Moses-Nunley, the ALJ did not err in considering this evidence in his RFC
determination.
C. Narrative Record
Plaintiff next argues that the ALJ erred in failing to link the medical records to
the RFC. A claimant has the burden to prove his RFC by providing medical evidence
as to the existence and severity of an impairment. Baldwin v. Barnhart, 349 F.3d
549, 556 (8th Cir. 2003); Snead v. Barnhart, 360 F.3d 834, 836 (8th Cir. 2004).
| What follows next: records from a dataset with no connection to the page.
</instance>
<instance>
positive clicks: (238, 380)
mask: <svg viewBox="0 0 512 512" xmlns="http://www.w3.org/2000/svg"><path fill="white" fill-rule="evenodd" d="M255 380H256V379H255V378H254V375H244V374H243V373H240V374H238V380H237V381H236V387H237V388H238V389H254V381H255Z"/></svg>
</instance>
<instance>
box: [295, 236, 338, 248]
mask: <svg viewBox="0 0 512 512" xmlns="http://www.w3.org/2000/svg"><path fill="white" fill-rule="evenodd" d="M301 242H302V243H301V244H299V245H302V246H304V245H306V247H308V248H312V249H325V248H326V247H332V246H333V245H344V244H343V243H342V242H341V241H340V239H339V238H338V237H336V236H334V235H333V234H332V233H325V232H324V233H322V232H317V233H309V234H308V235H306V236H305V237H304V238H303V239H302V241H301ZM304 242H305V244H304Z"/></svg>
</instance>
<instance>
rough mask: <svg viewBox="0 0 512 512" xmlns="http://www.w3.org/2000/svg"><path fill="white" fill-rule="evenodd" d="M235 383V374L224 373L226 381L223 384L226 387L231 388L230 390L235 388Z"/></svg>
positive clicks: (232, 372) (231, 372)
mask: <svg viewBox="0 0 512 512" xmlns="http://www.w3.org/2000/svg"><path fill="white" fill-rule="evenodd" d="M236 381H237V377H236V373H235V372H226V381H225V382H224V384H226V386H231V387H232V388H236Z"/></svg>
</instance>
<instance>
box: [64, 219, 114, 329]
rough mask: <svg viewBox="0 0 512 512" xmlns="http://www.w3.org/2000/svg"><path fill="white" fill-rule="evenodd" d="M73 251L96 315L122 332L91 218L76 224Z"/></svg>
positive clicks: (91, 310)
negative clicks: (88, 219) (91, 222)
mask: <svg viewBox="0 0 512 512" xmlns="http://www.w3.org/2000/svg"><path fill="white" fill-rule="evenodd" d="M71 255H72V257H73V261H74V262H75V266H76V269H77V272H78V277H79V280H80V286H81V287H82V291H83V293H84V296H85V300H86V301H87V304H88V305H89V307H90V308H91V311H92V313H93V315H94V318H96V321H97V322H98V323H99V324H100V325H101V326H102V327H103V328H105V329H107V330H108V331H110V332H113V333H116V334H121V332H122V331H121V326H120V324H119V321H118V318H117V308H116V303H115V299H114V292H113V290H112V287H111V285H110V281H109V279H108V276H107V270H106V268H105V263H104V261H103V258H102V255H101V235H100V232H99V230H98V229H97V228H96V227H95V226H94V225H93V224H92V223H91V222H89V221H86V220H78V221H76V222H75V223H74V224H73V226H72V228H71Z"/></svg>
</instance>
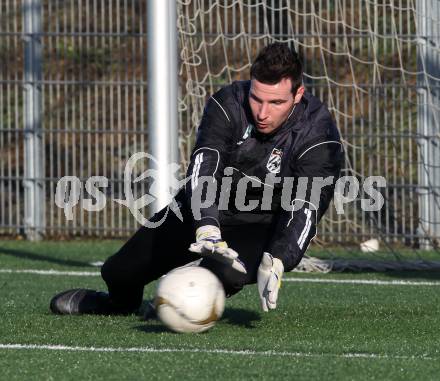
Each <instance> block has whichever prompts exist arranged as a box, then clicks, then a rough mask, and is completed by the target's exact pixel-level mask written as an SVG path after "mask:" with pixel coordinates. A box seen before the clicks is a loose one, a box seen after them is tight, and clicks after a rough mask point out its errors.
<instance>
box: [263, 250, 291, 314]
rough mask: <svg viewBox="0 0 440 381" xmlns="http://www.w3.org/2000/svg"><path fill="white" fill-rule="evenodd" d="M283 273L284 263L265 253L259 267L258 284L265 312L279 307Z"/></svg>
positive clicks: (263, 254) (278, 259) (271, 255)
mask: <svg viewBox="0 0 440 381" xmlns="http://www.w3.org/2000/svg"><path fill="white" fill-rule="evenodd" d="M283 273H284V265H283V262H281V260H280V259H278V258H274V257H272V255H270V254H269V253H264V254H263V258H262V259H261V262H260V266H259V267H258V274H257V283H258V293H259V294H260V301H261V307H262V308H263V311H265V312H267V311H269V310H273V309H275V308H276V307H277V299H278V291H279V289H280V287H281V278H282V277H283Z"/></svg>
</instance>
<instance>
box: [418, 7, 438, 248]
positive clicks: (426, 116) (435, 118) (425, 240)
mask: <svg viewBox="0 0 440 381" xmlns="http://www.w3.org/2000/svg"><path fill="white" fill-rule="evenodd" d="M417 10H418V13H417V15H418V16H417V34H418V36H417V37H418V51H417V71H418V72H419V73H420V74H419V75H418V79H417V82H418V83H417V85H418V102H417V103H418V118H417V129H418V133H419V135H420V137H421V138H420V139H419V143H418V145H419V147H418V148H419V185H420V190H419V219H420V223H419V234H420V237H421V242H420V243H421V248H422V249H426V250H429V249H432V247H433V243H434V242H433V241H434V240H436V241H437V244H438V243H439V241H440V139H439V125H440V111H439V110H440V81H439V80H438V78H439V77H440V55H439V53H438V49H439V48H440V34H439V31H440V27H439V26H438V25H437V24H438V23H437V21H438V20H439V18H440V5H439V3H438V1H435V0H418V1H417ZM433 47H436V49H433Z"/></svg>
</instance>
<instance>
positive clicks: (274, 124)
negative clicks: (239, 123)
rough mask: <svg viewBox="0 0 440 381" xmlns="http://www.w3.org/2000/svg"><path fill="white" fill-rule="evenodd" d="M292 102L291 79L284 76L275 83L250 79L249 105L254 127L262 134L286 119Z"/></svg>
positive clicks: (293, 100)
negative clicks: (267, 83)
mask: <svg viewBox="0 0 440 381" xmlns="http://www.w3.org/2000/svg"><path fill="white" fill-rule="evenodd" d="M293 104H294V95H293V94H292V81H291V80H290V78H284V79H282V80H281V81H280V82H278V83H276V84H275V85H267V84H265V83H261V82H259V81H257V80H256V79H255V78H253V79H252V80H251V89H250V91H249V105H250V106H251V110H252V115H253V117H254V121H255V127H256V128H257V130H258V131H259V132H261V133H263V134H270V133H271V132H273V131H275V130H276V129H277V128H278V127H280V126H281V125H282V124H283V122H284V121H285V120H286V119H287V117H288V116H289V114H290V112H291V111H292V107H293Z"/></svg>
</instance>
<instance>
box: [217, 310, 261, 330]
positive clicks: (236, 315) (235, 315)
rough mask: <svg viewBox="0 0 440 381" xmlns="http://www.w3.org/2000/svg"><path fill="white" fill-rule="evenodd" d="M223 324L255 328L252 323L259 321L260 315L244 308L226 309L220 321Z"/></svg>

“The ALJ must determine the claimant’s RFC based on all relevant evidence,
including medical records, observations of treating physicians and others, and
claimant’s own descriptions of his limitations.” Id. Because a claimant’s RFC is a
medical question, some medical evidence from a professional must support an ALJ’s
RFC determination. Id.
As noted by plaintiff, “the medical records are sparse regarding [his] mental
impairments.” Pl.’s Social Security Br., at *11 [Doc. #11]. “[A]n ALJ is permitted
to issue a decision without obtaining additional medical evidence so long as other
evidence in the record provides a sufficient basis for the ALJ’s decision.” Naber v.
20
Shalala, 22 F.3d 186, 189 (8th Cir. 1994). The ALJ’s duty to further develop the
record only arises if a crucial issue is undeveloped. Ellis v. Barnhart, 392 F.3d 988,
994 (8th Cir. 2004).
Beyond the medical records provided by plaintiff, the SSA
ordered a consultative psychological examination by Dr. Moses-Nunley and a
psychiatric review from Dr. DeVore. Plaintiff does not cite to any additional medical
evidence that should have been obtained. The 7-page narrative discussion in the
administrative decision shows that the ALJ reviewed the relevant evidence in the
totality and based the RFC determination upon medical and non-medical evidence
in the record as a whole. Thus, the ALJ did not fail to develop the narrative record.
VI.
Conclusion
For the reasons discussed above, the Court finds that the Commissioner’s
decision is supported by substantial evidence in the record as a whole.
Accordingly,
IT IS HEREBY ORDERED that the decision of the Commissioner is
affirmed.
A separate Judgment in accordance with this Memorandum and Order will be
entered this same date.
____________________________
CAROL E. JACKSON
UNITED STATES DISTRICT JUDGE
Dated this 9th day of February, 2015.